Keempat, Korea Utara terus
melakukan uji coba nuklir meski sudah memperoleh sanksi internasional. Apa
potensi risikonya? Risiko akan timbul ketika Trump tak cermat sehingga
memutuskan perang melawan Korea Utara. Perang itu pasti akan membebani
anggaran AS yang amat besar, seperti perang Vietnam pada 1975. Harga minyak
dunia akan terbang tinggi, yang bisa menyeret dunia masuk ke dalam jurang resesi
berkepanjangan. Pasar keuangan negara-negara berkembang (emerging markets),
termasuk Indonesia, terancam surut. Mengapa? Sebab sebagian dollar AS akan
kembali ke AS untuk membiayai perang sehingga nilai tukar rupiah bisa
melemah.
Aneka potensi risiko demikian
hendaknya menjadi perhatian serius pemerintah. Target pertumbuhan ekonomi
sudah seharusnya tidak terlalu rendah dan tidak terlalu tinggi. Ingat bahwa
anggaran yang terlalu rendah akan kurang mampu memotivasi pelaku anggaran
karena terlalu pesimistis. Anggaran yang terlalu tinggi justru akan
melahirkan kontraproduktif.
Langkah strategis
Lantas, dengan mencermati
berbagai potensi risiko global itu, langkah strategis apa saja yang patut
diambil untuk mencapai target pertumbuhan ekonomi?

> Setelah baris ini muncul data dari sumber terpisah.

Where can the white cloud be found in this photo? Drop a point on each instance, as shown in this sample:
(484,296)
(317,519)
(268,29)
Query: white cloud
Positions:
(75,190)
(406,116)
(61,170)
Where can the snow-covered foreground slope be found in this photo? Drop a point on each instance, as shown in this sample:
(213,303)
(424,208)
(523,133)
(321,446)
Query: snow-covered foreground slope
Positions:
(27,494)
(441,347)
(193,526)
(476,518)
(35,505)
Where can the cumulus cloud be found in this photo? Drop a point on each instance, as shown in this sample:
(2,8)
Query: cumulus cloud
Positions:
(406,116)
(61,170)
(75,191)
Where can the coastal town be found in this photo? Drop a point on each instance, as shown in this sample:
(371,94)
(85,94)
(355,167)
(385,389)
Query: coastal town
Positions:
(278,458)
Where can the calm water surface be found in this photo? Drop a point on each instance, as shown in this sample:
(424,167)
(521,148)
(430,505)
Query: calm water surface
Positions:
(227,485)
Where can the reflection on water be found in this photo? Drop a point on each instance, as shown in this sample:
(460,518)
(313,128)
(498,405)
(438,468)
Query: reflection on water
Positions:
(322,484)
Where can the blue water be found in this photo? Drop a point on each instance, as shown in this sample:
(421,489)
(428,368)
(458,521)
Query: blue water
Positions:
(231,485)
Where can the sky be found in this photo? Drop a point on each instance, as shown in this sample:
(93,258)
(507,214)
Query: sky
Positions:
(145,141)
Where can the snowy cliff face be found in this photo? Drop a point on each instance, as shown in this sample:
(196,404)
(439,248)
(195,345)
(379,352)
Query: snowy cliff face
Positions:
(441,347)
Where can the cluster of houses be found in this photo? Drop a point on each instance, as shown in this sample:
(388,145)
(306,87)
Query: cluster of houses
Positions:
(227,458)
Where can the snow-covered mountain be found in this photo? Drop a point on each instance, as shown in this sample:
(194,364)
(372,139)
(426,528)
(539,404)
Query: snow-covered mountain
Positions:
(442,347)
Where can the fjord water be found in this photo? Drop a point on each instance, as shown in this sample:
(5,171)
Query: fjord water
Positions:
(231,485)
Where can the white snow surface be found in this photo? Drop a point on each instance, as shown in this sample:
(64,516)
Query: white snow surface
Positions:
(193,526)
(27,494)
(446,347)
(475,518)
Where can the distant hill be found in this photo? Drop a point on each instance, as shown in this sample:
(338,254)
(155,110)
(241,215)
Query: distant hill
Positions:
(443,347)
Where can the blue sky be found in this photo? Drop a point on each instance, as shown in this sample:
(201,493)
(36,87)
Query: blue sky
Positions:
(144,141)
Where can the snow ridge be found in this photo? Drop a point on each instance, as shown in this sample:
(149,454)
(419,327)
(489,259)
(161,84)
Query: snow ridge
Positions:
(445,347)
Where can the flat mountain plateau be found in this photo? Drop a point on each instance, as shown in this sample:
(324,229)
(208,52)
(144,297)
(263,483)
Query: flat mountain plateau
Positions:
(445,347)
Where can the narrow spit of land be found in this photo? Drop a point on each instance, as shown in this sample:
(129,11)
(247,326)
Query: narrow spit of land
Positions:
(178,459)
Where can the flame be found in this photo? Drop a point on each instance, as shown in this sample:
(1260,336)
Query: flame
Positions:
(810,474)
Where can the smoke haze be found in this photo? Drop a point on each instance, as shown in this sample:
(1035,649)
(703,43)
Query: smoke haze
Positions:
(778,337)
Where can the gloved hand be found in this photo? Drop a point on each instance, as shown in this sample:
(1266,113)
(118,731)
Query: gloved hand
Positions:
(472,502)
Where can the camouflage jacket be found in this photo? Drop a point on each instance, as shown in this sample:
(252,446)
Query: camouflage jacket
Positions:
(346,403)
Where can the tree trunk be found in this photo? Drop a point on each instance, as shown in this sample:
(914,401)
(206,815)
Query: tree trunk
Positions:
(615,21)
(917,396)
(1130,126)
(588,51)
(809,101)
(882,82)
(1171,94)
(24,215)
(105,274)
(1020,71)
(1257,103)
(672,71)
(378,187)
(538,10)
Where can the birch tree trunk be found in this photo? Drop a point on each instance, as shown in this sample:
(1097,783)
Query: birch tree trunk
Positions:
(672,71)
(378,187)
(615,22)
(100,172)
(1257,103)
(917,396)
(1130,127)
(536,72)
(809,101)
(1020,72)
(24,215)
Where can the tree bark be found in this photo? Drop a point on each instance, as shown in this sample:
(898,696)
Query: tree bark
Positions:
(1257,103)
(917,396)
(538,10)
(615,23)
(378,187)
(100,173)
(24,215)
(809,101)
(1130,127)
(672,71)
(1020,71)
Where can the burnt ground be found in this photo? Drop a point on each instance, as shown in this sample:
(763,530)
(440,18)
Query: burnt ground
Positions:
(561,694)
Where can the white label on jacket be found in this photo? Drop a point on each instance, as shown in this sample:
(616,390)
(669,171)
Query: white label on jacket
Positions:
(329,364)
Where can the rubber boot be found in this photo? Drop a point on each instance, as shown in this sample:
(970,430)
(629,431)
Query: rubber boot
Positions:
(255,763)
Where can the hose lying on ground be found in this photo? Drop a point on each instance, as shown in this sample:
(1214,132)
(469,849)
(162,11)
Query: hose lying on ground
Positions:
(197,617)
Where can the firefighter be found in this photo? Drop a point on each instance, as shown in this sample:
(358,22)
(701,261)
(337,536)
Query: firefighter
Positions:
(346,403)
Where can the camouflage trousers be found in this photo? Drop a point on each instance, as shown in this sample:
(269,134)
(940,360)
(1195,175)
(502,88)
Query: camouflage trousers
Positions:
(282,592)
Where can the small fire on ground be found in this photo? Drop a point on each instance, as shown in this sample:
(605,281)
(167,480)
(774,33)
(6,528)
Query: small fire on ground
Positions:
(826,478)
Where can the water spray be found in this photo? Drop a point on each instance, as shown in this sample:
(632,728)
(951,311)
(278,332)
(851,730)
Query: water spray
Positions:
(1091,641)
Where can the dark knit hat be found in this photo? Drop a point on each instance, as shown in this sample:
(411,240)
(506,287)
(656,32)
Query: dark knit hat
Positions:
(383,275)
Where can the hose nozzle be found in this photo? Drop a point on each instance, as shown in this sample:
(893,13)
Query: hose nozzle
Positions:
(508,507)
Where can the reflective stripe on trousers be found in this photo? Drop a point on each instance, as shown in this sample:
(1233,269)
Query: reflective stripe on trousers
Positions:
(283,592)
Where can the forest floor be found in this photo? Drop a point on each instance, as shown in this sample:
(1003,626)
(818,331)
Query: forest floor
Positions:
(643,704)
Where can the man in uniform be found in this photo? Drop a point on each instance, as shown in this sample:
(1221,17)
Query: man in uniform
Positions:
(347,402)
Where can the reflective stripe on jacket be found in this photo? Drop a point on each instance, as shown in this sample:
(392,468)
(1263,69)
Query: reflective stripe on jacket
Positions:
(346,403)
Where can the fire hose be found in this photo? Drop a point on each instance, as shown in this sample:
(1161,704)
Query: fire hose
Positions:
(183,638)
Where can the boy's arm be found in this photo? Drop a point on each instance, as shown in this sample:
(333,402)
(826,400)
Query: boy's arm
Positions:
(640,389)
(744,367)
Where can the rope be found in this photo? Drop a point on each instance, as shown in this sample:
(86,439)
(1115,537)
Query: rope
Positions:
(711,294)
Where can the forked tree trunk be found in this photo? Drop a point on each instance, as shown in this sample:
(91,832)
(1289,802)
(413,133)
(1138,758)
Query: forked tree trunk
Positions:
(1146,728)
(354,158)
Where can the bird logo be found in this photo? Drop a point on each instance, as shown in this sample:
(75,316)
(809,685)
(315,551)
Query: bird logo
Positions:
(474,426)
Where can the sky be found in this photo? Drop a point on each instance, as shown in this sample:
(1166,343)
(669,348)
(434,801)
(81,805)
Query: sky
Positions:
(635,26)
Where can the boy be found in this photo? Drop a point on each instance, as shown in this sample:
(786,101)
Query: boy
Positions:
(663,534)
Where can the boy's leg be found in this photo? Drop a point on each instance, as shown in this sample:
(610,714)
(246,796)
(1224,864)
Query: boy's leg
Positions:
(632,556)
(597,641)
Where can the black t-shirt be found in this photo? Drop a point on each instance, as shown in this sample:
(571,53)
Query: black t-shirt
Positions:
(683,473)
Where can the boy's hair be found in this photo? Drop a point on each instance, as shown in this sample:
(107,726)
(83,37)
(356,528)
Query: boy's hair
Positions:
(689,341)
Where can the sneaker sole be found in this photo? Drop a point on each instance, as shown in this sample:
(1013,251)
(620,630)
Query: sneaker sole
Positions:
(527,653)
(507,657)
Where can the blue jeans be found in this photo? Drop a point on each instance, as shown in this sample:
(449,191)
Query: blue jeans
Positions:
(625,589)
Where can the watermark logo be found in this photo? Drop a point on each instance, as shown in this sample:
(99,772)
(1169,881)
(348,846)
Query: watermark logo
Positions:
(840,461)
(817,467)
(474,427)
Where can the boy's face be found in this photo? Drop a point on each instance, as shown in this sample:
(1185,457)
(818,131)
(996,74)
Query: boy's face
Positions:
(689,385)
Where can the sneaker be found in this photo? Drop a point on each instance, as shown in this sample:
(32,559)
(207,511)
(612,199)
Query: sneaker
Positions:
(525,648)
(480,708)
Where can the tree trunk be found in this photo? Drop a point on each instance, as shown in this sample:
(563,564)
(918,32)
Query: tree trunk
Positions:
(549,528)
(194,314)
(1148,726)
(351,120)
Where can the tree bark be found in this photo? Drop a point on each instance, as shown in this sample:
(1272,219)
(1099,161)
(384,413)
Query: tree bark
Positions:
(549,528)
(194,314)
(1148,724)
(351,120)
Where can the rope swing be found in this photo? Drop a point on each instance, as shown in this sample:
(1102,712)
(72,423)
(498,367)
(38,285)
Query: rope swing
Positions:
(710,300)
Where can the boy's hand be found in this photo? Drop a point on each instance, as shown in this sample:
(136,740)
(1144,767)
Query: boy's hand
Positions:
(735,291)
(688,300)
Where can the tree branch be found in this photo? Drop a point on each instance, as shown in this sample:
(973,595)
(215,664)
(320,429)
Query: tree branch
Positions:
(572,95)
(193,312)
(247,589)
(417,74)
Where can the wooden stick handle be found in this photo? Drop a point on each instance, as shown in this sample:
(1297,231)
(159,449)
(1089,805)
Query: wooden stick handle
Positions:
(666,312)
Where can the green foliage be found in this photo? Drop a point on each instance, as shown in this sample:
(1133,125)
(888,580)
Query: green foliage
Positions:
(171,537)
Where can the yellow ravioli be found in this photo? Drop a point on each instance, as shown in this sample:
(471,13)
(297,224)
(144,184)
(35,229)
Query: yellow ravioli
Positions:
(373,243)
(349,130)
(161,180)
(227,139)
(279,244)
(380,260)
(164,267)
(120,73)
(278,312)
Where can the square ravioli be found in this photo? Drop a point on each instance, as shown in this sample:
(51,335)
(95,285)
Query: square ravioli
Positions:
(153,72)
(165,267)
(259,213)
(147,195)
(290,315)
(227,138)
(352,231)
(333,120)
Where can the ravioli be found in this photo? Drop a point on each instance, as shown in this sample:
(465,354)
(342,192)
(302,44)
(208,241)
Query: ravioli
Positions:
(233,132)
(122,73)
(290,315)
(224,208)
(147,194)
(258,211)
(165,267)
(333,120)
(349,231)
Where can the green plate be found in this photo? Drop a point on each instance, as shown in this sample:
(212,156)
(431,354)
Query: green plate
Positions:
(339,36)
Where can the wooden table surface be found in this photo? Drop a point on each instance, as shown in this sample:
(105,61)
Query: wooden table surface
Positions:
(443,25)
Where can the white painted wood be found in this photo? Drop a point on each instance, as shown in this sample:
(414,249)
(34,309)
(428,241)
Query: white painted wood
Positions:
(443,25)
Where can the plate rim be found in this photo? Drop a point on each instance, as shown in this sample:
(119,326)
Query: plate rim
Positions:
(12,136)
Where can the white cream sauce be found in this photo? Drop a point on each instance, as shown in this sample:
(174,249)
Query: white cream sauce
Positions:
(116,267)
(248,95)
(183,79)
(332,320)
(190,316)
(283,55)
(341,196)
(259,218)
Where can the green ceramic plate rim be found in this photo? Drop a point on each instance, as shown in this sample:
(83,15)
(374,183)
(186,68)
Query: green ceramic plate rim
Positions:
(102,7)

Pertama, kebijakan moneter BI
dan kebijakan fiskal pemerintah harus berada dalam arah yang sama. Ini
mutlak. Bukan tatkala satu ke timur, satunya lagi malah ke barat. Tak boleh
lagi terjadi ketika pemerintah menargetkan suku bunga satu digit, tetapi suku
bunga acuan enggan turun.
Kedua, stimulus dalam negeri.
Pemerintah telah menggali berbagai upaya untuk menyuburkan pertumbuhan
ekonomi dan menggenjot investasi dengan meluncurkan 16 paket kebijakan
ekonomi.
Paket kebijakan jilid I yang
terbit September 2015 amat diharapkan dapat mendorong sektor properti untuk
kembali bergairah. Paket itu bertujuan meningkatkan investasi dan sektor
properti melalui peluncuran Program Sejuta Rumah.
Program itu mendorong
pembangunan perumahan khusus untuk masyarakat berpenghasilan rendah dan
membuka peluang investasi yang lebih besar di sektor properti. Kok bisa?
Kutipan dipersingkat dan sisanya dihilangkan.